With Mammatus' newest album Sparkling Waters, they have made a huge leap artistically. There will be no pigeonholing this band and their sound any longer. Shimmering ambient synth textures interplay with proggy psychedelic jams, while epic long form songs ebb and flow through various movements and moods. It's a stunning work that stands as Mammatus' absolute best record yet.
Since 2005 the Santa Cruz, California trio Mammatus have been churning out some seriously mind-melting psych and stoner rock. From the Holy Mountain-released Mammatus in 2006 and The Coast Explodes in 2007, to the Spiritual Pajamas-released Heady Mental in 2013, Nicholas Emmert, Chris Freels, and Aaron Emmert have explored everything from expansive, dreamy realms, to psych freakouts, and serious guitar shredding. While they may tread similar musical waters as fellow West Coast psych bands like Earthless and Eternal Tapestry, it would be a mistake to label them and just move on. With Mammatus’ newest album Sparkling Waters, they have made a huge leap artistically. There will be no pigeonholing this band and their sound any longer. Shimmering ambient synth textures interplay with proggy psychedelic jams, while epic long form songs ebb and flow through various movements and moods. It’s a stunning work that stands as Mammatus’ absolute best record yet.

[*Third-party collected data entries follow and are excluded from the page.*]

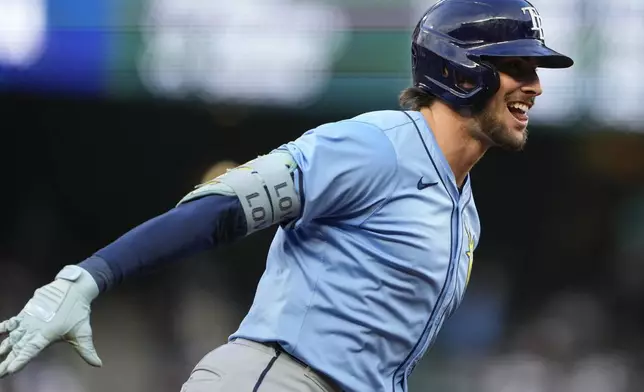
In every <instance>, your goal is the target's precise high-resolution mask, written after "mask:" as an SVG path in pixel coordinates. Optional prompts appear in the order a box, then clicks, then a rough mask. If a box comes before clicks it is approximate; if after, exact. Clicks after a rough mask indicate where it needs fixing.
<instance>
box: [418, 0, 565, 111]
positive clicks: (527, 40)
mask: <svg viewBox="0 0 644 392" xmlns="http://www.w3.org/2000/svg"><path fill="white" fill-rule="evenodd" d="M544 35H545V34H544V31H543V25H542V20H541V16H540V15H539V12H538V11H537V9H536V8H535V7H534V6H533V5H532V4H530V3H529V2H528V1H526V0H441V1H439V2H438V3H436V4H434V5H433V6H432V7H431V8H430V9H429V10H428V11H427V12H426V13H425V14H424V15H423V17H422V18H421V20H420V22H419V23H418V25H417V26H416V28H415V30H414V33H413V36H412V71H413V82H414V86H415V87H418V88H420V89H422V90H424V91H426V92H428V93H430V94H432V95H434V96H436V97H438V98H439V99H441V100H443V101H444V102H446V103H447V104H449V105H450V106H452V107H454V108H456V109H476V108H480V107H482V106H483V105H484V103H485V102H486V101H487V100H488V99H489V98H490V97H491V96H492V95H494V93H496V91H497V90H498V89H499V75H498V72H497V70H496V69H495V67H494V66H493V65H492V64H491V63H490V62H488V61H486V60H487V59H488V58H491V57H531V58H534V59H535V60H536V64H537V66H538V67H542V68H567V67H570V66H572V64H573V61H572V59H571V58H570V57H567V56H564V55H563V54H561V53H558V52H555V51H554V50H552V49H550V48H548V47H547V46H546V44H545V37H544ZM463 80H467V81H468V85H467V88H465V87H464V86H463V83H461V82H462V81H463ZM470 84H472V85H473V87H472V86H470Z"/></svg>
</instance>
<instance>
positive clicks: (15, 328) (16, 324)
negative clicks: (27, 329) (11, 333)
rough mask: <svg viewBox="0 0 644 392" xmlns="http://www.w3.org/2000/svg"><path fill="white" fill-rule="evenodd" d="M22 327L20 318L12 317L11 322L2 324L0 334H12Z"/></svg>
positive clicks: (9, 320)
mask: <svg viewBox="0 0 644 392" xmlns="http://www.w3.org/2000/svg"><path fill="white" fill-rule="evenodd" d="M18 325H20V322H19V319H18V317H12V318H10V319H9V320H6V321H3V322H1V323H0V334H1V333H7V332H11V331H13V330H14V329H16V328H18Z"/></svg>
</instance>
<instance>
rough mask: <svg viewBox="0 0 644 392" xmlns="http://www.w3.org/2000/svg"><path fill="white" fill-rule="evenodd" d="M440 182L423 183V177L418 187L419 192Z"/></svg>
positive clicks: (435, 184) (436, 184) (418, 182)
mask: <svg viewBox="0 0 644 392" xmlns="http://www.w3.org/2000/svg"><path fill="white" fill-rule="evenodd" d="M437 184H438V182H423V177H421V178H420V180H418V184H417V185H416V186H417V187H418V190H419V191H422V190H423V189H425V188H429V187H430V186H434V185H437Z"/></svg>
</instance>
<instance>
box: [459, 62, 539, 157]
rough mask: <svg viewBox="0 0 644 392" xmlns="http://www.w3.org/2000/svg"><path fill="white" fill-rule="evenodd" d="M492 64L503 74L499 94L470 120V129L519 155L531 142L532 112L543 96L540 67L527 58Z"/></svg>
mask: <svg viewBox="0 0 644 392" xmlns="http://www.w3.org/2000/svg"><path fill="white" fill-rule="evenodd" d="M490 63H492V64H493V65H494V66H495V67H496V69H497V70H498V72H499V78H500V87H499V90H498V91H497V92H496V94H494V96H492V98H491V99H490V100H489V101H488V102H487V104H486V106H485V108H484V109H483V110H482V111H481V112H479V113H477V114H476V115H475V116H473V117H472V118H471V119H470V121H469V123H468V128H469V131H470V134H471V135H472V136H474V137H476V138H478V139H482V140H485V141H486V142H487V143H489V144H490V145H493V146H499V147H502V148H505V149H508V150H513V151H519V150H521V149H523V147H524V146H525V144H526V141H527V139H528V128H527V127H528V111H529V110H530V108H531V107H532V106H533V105H534V101H535V98H536V97H537V96H539V95H541V93H542V90H541V84H540V82H539V77H538V76H537V72H536V65H535V62H534V61H533V60H531V59H529V58H523V57H503V58H501V57H499V58H494V59H492V60H491V61H490Z"/></svg>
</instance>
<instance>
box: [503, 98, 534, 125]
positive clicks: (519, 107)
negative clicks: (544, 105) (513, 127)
mask: <svg viewBox="0 0 644 392" xmlns="http://www.w3.org/2000/svg"><path fill="white" fill-rule="evenodd" d="M508 110H509V111H510V113H512V115H513V116H514V118H516V119H517V120H519V121H521V122H527V121H528V111H529V110H530V106H528V105H527V104H525V103H523V102H510V103H508Z"/></svg>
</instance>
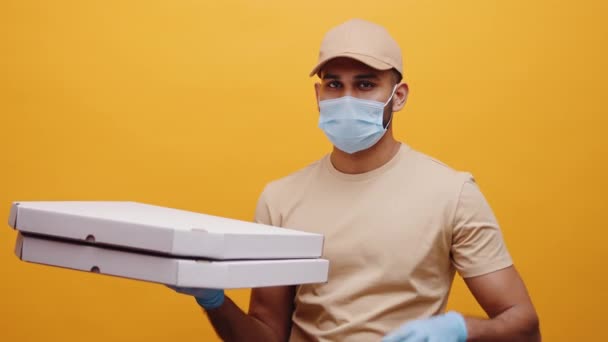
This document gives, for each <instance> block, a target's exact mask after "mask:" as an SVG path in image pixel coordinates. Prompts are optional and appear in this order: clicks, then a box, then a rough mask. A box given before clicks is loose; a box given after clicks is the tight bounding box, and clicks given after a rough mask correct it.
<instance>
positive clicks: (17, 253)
mask: <svg viewBox="0 0 608 342" xmlns="http://www.w3.org/2000/svg"><path fill="white" fill-rule="evenodd" d="M15 255H16V256H17V257H18V258H19V259H21V260H23V258H22V256H23V235H21V233H18V234H17V241H15Z"/></svg>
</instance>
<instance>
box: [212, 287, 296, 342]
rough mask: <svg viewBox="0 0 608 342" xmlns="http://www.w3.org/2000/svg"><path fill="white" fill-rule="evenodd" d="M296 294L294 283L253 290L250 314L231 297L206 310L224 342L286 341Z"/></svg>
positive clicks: (213, 326)
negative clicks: (273, 286)
mask: <svg viewBox="0 0 608 342" xmlns="http://www.w3.org/2000/svg"><path fill="white" fill-rule="evenodd" d="M294 294H295V290H294V287H293V286H281V287H266V288H257V289H253V290H252V292H251V302H250V307H249V314H246V313H245V312H243V311H242V310H241V309H240V308H239V307H238V306H236V304H234V302H233V301H232V300H230V299H229V298H226V299H225V301H224V303H223V304H222V305H221V306H220V307H218V308H216V309H212V310H206V312H207V315H208V317H209V320H210V321H211V324H212V325H213V328H214V329H215V331H216V332H217V334H218V335H219V336H220V337H221V338H222V340H224V341H228V342H231V341H268V342H273V341H276V342H283V341H287V340H288V338H289V333H290V330H291V314H292V312H293V298H294Z"/></svg>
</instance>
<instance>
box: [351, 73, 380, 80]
mask: <svg viewBox="0 0 608 342" xmlns="http://www.w3.org/2000/svg"><path fill="white" fill-rule="evenodd" d="M362 78H375V79H378V78H379V77H378V75H376V74H361V75H357V76H355V79H358V80H360V79H362Z"/></svg>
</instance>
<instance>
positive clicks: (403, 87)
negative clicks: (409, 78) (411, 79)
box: [393, 83, 410, 112]
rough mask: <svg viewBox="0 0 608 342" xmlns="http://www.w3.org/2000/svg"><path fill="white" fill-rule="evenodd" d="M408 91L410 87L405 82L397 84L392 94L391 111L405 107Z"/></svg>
mask: <svg viewBox="0 0 608 342" xmlns="http://www.w3.org/2000/svg"><path fill="white" fill-rule="evenodd" d="M409 93H410V88H409V86H408V85H407V83H401V84H399V85H398V86H397V89H396V90H395V95H393V112H398V111H400V110H401V109H403V107H405V103H406V102H407V96H408V94H409Z"/></svg>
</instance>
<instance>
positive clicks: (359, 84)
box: [359, 81, 375, 89]
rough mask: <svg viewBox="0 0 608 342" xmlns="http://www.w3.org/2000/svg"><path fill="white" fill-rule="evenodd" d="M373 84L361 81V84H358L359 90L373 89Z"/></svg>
mask: <svg viewBox="0 0 608 342" xmlns="http://www.w3.org/2000/svg"><path fill="white" fill-rule="evenodd" d="M374 85H375V84H373V83H372V82H368V81H363V82H361V83H359V88H361V89H370V88H373V87H374Z"/></svg>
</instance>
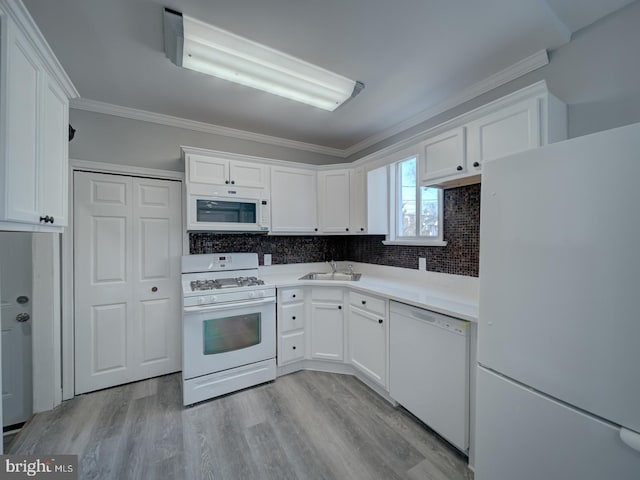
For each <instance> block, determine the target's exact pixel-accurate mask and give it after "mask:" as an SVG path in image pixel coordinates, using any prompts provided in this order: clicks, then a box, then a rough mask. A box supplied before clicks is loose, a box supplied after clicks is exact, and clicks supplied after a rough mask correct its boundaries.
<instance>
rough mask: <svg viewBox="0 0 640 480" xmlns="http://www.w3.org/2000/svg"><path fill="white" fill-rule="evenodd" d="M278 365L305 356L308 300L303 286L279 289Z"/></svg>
mask: <svg viewBox="0 0 640 480" xmlns="http://www.w3.org/2000/svg"><path fill="white" fill-rule="evenodd" d="M277 311H278V328H277V331H278V354H277V357H278V365H279V366H282V365H286V364H287V363H291V362H295V361H298V360H303V359H304V357H305V350H306V348H305V346H306V335H305V328H306V325H305V320H306V302H305V290H304V289H303V288H283V289H278V310H277Z"/></svg>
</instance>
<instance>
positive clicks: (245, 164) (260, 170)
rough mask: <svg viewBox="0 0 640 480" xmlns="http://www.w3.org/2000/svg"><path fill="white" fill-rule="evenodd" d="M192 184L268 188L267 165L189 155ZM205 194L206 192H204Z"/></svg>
mask: <svg viewBox="0 0 640 480" xmlns="http://www.w3.org/2000/svg"><path fill="white" fill-rule="evenodd" d="M186 158H187V162H188V163H189V166H188V171H189V178H188V181H189V182H190V184H192V185H193V184H197V183H198V184H204V185H224V186H227V185H228V186H232V185H233V186H234V187H246V188H258V189H265V188H267V168H268V167H267V165H265V164H261V163H253V162H242V161H237V160H229V159H226V158H218V157H210V156H206V155H199V154H193V153H189V154H187V155H186ZM203 193H204V192H203Z"/></svg>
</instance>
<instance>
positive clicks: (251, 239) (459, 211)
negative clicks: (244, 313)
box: [189, 184, 480, 277]
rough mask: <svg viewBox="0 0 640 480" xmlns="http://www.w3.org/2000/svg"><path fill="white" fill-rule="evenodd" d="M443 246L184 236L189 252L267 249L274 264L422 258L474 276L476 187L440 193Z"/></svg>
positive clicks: (431, 266) (354, 241) (476, 221)
mask: <svg viewBox="0 0 640 480" xmlns="http://www.w3.org/2000/svg"><path fill="white" fill-rule="evenodd" d="M444 239H445V240H446V241H447V246H446V247H411V246H398V245H383V244H382V240H384V236H380V235H354V236H330V237H325V236H317V237H314V236H305V237H299V236H281V237H280V236H278V237H276V236H266V235H253V234H235V235H234V234H227V235H225V234H214V233H191V234H189V247H190V248H189V250H190V253H192V254H194V253H213V252H256V253H258V255H259V258H260V263H261V264H262V262H263V254H265V253H271V255H272V262H273V263H274V264H284V263H305V262H323V261H327V260H331V259H333V260H351V261H354V262H363V263H375V264H378V265H391V266H396V267H405V268H414V269H415V268H418V258H419V257H425V258H426V259H427V270H430V271H433V272H443V273H453V274H457V275H467V276H473V277H477V276H478V262H479V253H480V241H479V239H480V185H479V184H477V185H469V186H466V187H459V188H454V189H450V190H445V192H444Z"/></svg>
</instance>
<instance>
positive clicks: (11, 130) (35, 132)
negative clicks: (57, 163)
mask: <svg viewBox="0 0 640 480" xmlns="http://www.w3.org/2000/svg"><path fill="white" fill-rule="evenodd" d="M7 40H8V45H7V87H6V88H7V92H9V93H8V95H7V99H6V100H7V112H6V117H5V121H6V122H7V124H6V128H7V137H6V141H7V147H6V155H7V156H6V162H7V164H6V172H5V174H6V177H5V178H3V179H2V181H3V182H5V184H6V189H7V192H6V197H5V201H6V204H5V218H6V219H7V220H14V221H18V222H29V223H39V218H40V213H41V212H40V211H39V204H38V178H39V172H38V155H39V154H40V151H39V150H40V148H41V143H40V140H39V139H40V132H39V127H38V120H39V118H40V102H39V91H40V85H41V82H42V68H41V67H40V64H39V63H38V61H37V60H36V54H35V52H33V51H32V50H31V48H30V46H29V43H28V42H27V41H26V39H25V38H24V37H23V36H22V34H21V33H20V32H18V31H17V30H16V29H15V28H13V27H10V28H9V29H8V35H7ZM64 174H65V175H66V174H67V172H66V171H65V172H64ZM9 179H10V180H9Z"/></svg>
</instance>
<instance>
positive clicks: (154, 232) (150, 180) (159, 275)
mask: <svg viewBox="0 0 640 480" xmlns="http://www.w3.org/2000/svg"><path fill="white" fill-rule="evenodd" d="M74 191H75V197H74V202H75V206H74V207H75V209H74V212H75V213H74V221H75V224H74V249H75V259H74V265H75V267H74V268H75V273H74V282H75V353H76V357H75V365H76V378H75V380H76V394H79V393H84V392H88V391H92V390H97V389H100V388H106V387H110V386H113V385H118V384H121V383H126V382H131V381H134V380H140V379H143V378H148V377H150V376H155V375H161V374H165V373H170V372H173V371H176V370H179V369H180V324H181V315H180V292H179V285H180V271H179V260H180V254H181V218H180V184H179V183H178V182H170V181H161V180H148V179H139V178H135V179H134V178H131V177H126V176H118V175H103V174H96V173H87V172H76V174H75V176H74Z"/></svg>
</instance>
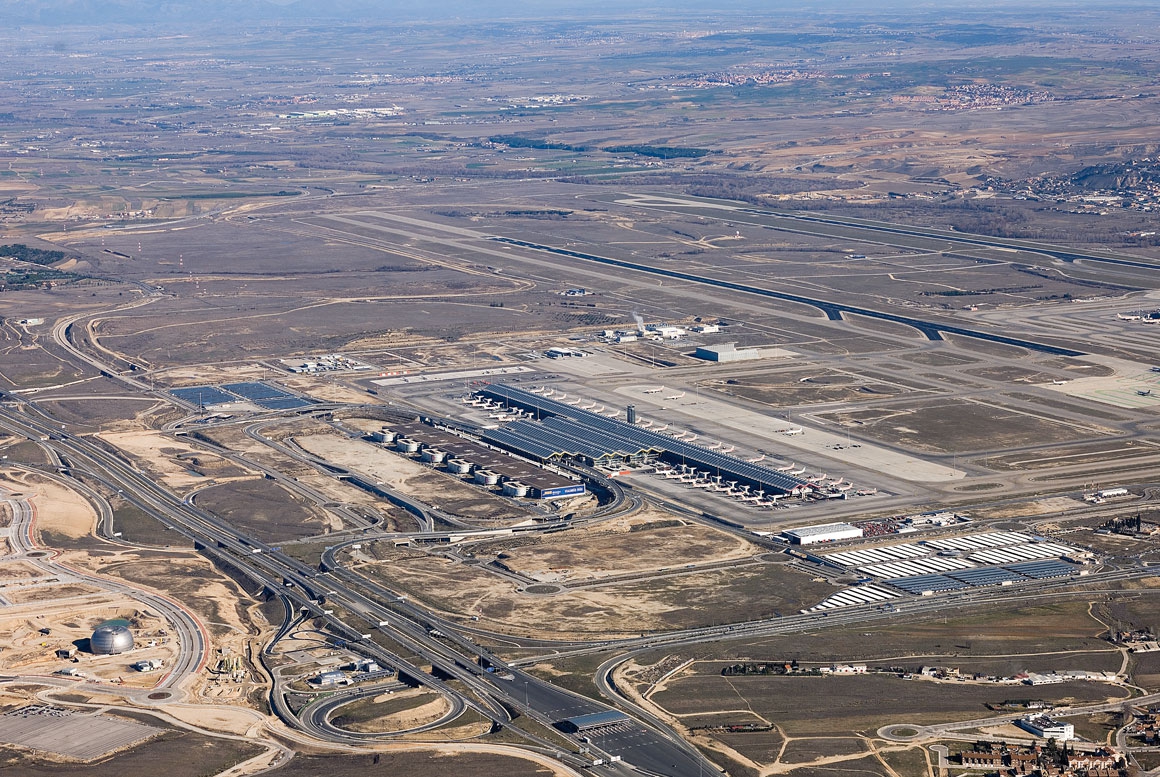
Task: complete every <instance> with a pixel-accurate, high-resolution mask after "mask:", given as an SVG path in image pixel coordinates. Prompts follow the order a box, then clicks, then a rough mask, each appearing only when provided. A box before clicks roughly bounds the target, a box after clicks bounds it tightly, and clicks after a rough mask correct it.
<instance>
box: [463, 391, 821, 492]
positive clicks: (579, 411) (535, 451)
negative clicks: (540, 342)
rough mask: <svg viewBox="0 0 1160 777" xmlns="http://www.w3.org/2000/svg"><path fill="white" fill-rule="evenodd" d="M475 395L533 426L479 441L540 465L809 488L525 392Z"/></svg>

“Sparkling Waters Part One” and “Sparkling Waters Part Two” are what begins this musical journey and they are expansive feats in musical soundscapes. What I mean is that they’re pretty incredible. Both tracks together would constitute an LP, as together they clock in just over 42 minutes. The point of an album like Sparkling Waters isn’t to get to some specific point. What Mammatus is doing here is they’re taking us on a journey. While still very much a rock and roll band, there’s a more cinematic approach to their sound. “Sparkling Waters Part One” has touches of more ambient/post-rock bands like This Will Destroy You and Mono. In fact the first five minutes you feel you’re being swept up in some existential bright light before things are brought back down to earth with the three-piece rock outfit we know so well. The song takes a turn for the heavier as drums, guitar, bass, and spaced-out synths swirl together in some cosmic musical tension. The track goes back to spatial light and towering clouds before kicking into some driving rhythms and some impressive guitar work towards the end. “Sparkling Waters Part Two” feels more menacing at first. Sub-level synths mesh with a slowly evolving bass line to create tension before cosmic noise and melodic synth strings bring the song slowly out of the darkness. It sounds like the dawn erupting on some distant planet. Like the Lucifer Rising S/T performed by Jean Michel Carre. Total space-y vibe and it’s absolutely amazing. Pretty soon guitars and drums break the zone out vibe, but not in a Black Sabbath kind of way. It’s all very uplifting. Upbeat, even. Some d-tuned guitar, bass, and drums take us to the end of this journey.
“The Elkhorn” feels like the beginning of something new on Sparkling Waters. While side one and two are dedicated to a “Sparkling Waters” suite of sorts, “The Elkhorn” is pure driving fuzzed-out rock. Intricate guitar makes its way through a more than solid rhythm section. This track tips its hat to The Coast Explodes and Heady Mental with it’s stoner rock riffage, but then the track shoots into the cosmos with some synthesizer atmospherics. A back and forth between spatial and dream-like to crushing guitar fades out into an ending that’s reminscent of the synth-heavy band Night Flights, which is Carlton Melton’s Rich Millman(Sparkling Waters is produced by none other than Phil Manley who works with Carlton Melton quite a bit.) “Ornia” closes the album as a culmination of everything that came before it. Chugging guitars, big rhythm section, and icy synth textures fade in and out before an almost late-60s psych/garage freak out towards the end.
Sparkling Waters is an album of progression. It’s Mammatus moving forward and exploring more delicate and refined territory, while never extinguishing that rock and roll fire they started a decade ago. Nicholas Emmert, Chris Freels, and Aaron Emmert continue to push the boundaries of heavy rock, and if you listen close enough they may even push the boundaries of your mind. Put on some headphones and drop the needle on Sparkling Waters.